1. Ketidakmampuan untuk menolak dorongan kuat untuk mencuri barang yang tidak kamu butuhkan.

2. Merasakan ketegangan yang meningkatkan, kegelisahan atau gairah yang mengarah ke pencurian.

3. Merasakan kesenangan, kelegaan atau kepuasan saat mencuri.

4. Merasa bersalah, menyesal, membenci diri sendiri, malu atau takut ditangkap setelah pencurian.

5. Kembalinya desakan dan pengulangan siklus kleptomania.


Orang dengan kleptomania biasanya menunjukkan karakteristik ini:

1. Tidak seperti pengutil yang umum. Orang-orang kleptomania tidak secara paksa mencuri demi keuntungan pribadi, dengan berani, untuk balas dendam atau karena pemberontakan, Mereka mencuri hanya karena dorongan itu begitu kuat sehingga mereka tidak bisa menahan.

2. Kejadian pengutilan biasanya spontan tanpa perencanaan dan tampa bantuan atau kolaborasi dari orang lain.

3. Kebanyakan orang dengan kleptomania mencuri dari tempat-tempat umum seperti toko dan supermarket. Beberapa mungkin mencuri barang milik temannya.

4. Seringkali barang yang dicuri tidak memiliki nilai bagi orang dengan kleptomania dan orang tersebut mampu membelinya.

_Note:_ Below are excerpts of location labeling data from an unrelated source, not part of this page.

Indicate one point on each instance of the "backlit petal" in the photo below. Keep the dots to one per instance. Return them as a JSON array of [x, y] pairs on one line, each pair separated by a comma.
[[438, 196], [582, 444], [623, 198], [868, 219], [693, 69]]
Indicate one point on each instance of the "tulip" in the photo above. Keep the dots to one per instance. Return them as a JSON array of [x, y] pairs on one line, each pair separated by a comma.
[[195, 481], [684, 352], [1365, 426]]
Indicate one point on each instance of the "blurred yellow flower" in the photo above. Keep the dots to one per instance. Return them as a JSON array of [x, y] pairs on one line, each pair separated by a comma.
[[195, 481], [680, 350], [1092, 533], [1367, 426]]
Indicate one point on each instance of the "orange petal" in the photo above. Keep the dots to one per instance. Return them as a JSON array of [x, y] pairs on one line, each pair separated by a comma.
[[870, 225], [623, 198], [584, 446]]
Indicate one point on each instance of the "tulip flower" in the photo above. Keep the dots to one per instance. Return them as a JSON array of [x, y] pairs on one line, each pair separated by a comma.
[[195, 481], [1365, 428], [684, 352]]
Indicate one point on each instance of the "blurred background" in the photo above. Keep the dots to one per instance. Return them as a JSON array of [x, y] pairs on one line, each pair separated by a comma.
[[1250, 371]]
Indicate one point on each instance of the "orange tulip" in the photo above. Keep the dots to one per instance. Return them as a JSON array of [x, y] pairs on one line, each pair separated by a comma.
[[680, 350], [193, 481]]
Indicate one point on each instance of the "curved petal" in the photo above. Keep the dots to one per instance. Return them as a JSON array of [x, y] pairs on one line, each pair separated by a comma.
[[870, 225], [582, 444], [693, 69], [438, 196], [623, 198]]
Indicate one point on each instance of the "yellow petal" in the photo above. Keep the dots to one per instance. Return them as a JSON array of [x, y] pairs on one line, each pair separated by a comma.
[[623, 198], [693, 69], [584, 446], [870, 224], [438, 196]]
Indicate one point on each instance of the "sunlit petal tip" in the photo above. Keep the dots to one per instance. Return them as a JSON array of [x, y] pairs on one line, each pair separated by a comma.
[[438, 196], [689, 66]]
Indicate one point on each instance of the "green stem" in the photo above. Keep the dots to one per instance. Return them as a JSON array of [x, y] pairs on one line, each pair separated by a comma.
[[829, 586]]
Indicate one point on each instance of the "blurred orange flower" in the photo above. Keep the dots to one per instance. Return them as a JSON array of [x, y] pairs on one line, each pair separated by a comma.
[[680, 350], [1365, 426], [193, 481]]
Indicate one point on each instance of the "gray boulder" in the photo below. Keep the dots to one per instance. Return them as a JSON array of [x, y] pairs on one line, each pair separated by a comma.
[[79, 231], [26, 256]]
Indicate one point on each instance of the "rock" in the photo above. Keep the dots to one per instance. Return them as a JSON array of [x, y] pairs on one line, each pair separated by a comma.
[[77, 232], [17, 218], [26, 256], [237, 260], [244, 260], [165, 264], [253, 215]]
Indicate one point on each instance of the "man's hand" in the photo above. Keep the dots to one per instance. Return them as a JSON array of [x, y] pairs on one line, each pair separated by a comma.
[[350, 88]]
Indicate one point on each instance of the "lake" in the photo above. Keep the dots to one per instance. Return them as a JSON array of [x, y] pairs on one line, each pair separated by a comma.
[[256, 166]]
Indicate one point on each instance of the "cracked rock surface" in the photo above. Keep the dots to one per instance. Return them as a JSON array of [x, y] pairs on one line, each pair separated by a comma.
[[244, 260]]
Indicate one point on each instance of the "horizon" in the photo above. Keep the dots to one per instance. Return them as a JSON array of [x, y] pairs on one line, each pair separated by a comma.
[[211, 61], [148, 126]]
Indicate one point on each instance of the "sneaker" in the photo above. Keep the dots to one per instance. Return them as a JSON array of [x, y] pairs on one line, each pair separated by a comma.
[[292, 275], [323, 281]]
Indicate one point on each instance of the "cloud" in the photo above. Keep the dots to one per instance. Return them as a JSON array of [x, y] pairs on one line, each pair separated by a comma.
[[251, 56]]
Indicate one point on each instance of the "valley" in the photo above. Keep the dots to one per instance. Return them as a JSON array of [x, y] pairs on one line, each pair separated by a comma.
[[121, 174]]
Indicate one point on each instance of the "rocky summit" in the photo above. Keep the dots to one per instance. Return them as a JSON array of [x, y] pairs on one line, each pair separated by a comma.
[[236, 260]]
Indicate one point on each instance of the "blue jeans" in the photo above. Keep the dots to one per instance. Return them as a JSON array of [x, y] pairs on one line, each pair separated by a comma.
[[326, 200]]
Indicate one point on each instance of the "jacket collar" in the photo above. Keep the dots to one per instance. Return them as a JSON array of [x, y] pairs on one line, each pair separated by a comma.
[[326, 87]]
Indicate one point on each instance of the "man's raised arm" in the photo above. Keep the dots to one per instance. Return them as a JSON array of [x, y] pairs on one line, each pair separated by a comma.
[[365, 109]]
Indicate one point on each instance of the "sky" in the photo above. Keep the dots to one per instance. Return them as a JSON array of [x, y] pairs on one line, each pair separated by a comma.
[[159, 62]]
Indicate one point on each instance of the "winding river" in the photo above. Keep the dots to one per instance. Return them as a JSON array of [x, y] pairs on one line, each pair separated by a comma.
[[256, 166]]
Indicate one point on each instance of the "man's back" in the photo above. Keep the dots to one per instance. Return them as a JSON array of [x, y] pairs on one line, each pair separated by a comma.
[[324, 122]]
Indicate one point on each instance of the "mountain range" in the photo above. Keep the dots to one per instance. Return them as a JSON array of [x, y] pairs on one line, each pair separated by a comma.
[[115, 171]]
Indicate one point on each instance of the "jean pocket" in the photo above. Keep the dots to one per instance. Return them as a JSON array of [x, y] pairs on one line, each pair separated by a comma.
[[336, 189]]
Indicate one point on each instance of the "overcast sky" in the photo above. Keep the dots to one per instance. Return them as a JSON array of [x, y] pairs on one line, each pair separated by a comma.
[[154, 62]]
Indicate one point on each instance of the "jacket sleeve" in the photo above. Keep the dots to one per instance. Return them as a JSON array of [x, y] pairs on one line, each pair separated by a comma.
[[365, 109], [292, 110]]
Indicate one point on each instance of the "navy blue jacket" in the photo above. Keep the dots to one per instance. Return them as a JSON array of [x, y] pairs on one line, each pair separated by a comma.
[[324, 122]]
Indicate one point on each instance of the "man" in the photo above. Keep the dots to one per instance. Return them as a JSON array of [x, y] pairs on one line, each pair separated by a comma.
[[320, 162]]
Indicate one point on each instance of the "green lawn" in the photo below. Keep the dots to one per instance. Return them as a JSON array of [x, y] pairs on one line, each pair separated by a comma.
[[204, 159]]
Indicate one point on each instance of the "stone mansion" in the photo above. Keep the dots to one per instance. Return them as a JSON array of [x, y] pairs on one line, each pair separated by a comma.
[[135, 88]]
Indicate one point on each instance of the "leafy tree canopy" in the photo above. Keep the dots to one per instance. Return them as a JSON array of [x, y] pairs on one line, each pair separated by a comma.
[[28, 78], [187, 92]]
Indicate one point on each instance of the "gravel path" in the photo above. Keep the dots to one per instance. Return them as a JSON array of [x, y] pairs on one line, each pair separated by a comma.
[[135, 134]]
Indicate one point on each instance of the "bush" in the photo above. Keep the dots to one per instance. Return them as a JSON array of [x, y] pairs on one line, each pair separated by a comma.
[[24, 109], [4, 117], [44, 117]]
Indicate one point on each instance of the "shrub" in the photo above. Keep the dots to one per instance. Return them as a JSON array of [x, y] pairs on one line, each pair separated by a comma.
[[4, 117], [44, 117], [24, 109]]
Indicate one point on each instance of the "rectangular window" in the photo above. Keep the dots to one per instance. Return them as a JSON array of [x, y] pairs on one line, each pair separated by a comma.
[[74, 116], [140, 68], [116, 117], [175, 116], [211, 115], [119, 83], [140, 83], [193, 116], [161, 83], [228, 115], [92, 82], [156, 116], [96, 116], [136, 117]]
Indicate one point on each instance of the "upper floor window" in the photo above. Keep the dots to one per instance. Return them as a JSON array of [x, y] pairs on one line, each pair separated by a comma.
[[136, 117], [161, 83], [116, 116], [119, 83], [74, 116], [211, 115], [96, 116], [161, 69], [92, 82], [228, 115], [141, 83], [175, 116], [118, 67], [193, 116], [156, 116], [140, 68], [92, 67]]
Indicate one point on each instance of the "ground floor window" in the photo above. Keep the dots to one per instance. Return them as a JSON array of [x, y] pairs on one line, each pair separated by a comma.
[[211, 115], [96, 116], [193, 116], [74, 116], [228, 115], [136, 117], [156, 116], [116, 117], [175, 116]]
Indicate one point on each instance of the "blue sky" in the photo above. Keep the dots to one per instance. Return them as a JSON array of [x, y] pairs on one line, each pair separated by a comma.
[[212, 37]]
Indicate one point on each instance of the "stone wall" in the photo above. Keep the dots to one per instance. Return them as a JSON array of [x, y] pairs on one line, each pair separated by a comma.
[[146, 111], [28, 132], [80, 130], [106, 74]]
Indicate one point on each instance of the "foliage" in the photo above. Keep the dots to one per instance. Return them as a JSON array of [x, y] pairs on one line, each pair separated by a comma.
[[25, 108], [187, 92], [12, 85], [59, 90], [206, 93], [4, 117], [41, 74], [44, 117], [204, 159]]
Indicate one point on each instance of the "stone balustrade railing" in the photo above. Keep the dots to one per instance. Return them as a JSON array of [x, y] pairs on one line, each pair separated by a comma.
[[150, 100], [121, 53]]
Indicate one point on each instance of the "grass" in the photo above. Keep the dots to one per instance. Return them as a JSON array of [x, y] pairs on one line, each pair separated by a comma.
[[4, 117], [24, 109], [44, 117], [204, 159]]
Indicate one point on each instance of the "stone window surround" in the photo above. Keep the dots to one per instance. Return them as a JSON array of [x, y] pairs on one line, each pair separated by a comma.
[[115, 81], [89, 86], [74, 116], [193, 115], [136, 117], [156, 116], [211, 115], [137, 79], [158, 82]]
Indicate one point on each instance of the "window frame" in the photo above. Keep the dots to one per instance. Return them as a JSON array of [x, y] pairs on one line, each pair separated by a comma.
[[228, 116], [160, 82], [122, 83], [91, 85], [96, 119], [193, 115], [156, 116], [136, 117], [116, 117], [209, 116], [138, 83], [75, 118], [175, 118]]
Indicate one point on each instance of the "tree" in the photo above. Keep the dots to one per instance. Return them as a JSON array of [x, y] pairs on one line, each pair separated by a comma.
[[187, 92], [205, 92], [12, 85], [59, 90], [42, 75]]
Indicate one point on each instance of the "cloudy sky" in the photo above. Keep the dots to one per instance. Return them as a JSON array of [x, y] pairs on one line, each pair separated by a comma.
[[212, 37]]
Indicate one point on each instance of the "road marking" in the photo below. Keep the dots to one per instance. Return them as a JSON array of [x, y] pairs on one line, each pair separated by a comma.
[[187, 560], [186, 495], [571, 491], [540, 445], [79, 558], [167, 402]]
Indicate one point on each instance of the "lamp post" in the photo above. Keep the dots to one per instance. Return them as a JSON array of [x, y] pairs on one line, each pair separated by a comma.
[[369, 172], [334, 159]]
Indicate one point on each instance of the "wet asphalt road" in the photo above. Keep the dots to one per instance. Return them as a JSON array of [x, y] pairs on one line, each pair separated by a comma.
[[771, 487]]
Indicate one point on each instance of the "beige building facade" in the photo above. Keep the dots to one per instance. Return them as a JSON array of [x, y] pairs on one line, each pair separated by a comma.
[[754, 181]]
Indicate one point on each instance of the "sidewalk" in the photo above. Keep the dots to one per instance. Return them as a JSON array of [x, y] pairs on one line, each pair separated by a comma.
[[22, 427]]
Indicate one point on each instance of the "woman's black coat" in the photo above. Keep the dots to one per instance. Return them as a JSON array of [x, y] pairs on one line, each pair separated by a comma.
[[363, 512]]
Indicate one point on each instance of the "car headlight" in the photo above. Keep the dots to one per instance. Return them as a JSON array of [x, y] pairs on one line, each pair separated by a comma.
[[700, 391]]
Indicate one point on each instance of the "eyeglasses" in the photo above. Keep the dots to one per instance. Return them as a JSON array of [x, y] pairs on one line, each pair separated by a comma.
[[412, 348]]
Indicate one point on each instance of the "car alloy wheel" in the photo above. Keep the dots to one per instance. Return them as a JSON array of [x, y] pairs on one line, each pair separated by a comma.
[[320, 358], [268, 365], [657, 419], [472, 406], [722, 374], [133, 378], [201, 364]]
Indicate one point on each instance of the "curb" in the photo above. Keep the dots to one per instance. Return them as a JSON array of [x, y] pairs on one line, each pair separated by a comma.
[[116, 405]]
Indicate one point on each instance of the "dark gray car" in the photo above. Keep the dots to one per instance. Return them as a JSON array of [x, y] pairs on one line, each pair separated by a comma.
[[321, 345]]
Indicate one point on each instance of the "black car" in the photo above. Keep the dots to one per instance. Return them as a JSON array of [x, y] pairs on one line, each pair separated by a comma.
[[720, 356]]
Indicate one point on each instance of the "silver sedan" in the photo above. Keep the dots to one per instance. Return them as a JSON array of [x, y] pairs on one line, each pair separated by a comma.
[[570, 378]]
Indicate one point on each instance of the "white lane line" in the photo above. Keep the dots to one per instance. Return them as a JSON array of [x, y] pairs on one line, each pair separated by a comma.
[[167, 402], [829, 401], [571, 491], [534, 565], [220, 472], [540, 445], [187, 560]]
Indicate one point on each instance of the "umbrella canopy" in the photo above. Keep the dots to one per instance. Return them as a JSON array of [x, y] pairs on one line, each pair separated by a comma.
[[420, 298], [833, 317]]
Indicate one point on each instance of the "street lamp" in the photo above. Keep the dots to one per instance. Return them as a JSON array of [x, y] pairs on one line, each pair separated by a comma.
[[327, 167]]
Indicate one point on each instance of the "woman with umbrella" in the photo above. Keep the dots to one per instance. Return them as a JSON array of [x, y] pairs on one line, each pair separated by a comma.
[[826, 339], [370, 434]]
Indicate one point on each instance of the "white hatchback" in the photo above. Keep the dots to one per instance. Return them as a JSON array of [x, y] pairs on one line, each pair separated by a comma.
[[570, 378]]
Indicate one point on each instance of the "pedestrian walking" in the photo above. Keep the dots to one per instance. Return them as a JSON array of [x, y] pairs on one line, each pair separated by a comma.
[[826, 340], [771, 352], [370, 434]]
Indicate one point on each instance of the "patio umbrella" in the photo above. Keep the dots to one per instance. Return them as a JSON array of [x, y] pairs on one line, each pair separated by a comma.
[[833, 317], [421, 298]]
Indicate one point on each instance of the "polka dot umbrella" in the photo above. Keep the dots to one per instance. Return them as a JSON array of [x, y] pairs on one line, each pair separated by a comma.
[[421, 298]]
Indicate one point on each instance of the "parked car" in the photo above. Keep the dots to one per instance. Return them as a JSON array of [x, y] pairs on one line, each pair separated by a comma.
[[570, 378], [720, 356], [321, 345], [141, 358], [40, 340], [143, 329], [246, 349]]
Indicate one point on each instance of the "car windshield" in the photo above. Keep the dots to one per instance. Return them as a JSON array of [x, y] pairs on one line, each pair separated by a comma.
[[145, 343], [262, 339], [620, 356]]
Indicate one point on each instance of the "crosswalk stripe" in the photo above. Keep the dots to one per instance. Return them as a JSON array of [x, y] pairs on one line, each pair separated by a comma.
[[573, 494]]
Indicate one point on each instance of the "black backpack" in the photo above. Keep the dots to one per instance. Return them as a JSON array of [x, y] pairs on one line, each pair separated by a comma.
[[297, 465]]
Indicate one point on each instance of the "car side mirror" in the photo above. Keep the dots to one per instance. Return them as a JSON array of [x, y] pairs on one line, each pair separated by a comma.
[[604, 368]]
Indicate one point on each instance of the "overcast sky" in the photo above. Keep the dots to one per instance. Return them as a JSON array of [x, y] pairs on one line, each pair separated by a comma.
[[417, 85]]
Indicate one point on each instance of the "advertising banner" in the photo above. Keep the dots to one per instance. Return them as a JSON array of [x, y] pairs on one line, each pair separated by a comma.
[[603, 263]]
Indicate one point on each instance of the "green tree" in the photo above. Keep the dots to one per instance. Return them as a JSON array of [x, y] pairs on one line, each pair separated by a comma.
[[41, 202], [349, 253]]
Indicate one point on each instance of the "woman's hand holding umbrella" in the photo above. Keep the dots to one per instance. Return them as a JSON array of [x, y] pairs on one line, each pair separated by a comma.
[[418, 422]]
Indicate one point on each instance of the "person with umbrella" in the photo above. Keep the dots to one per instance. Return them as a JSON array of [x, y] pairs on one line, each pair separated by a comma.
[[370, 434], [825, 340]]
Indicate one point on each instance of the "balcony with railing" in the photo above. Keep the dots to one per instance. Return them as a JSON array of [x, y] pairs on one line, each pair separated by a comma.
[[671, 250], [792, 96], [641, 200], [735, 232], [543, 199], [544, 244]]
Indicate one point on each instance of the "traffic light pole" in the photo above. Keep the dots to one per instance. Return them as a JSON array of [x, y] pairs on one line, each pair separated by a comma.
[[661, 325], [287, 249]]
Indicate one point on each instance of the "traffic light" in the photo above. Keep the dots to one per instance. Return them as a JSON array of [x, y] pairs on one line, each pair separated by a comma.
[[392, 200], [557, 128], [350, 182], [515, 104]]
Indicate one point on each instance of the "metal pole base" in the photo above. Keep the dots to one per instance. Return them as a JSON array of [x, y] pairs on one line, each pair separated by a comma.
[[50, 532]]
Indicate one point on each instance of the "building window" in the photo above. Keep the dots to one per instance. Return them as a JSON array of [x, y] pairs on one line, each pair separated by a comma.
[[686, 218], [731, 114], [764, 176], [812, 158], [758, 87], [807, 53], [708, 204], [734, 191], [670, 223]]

5. Barang-barang curian biasanya disimpan, tidak pernah digunakan. Barang-barang juga dapat disumbangkan, diberikan kepada keluarga atau teman atau bahkan diam-diam dikembalikan ke tempat asal.

Kapan seorang kleptomania harus periksa ke dokter?

Jika seseorang dengan kleptomania tidak bisa berhenti mengutil atau mencuri, sebaiknya konsultasikan dengan dokter. Banyak penderita kleptomania tidak ingin berobat karena mereka takut akan ditangkap atau dipenjara. Namun, seorang profesional kesehatan mental biasanya tidak melaporkan penderita kleptomania ke pihak berwenang.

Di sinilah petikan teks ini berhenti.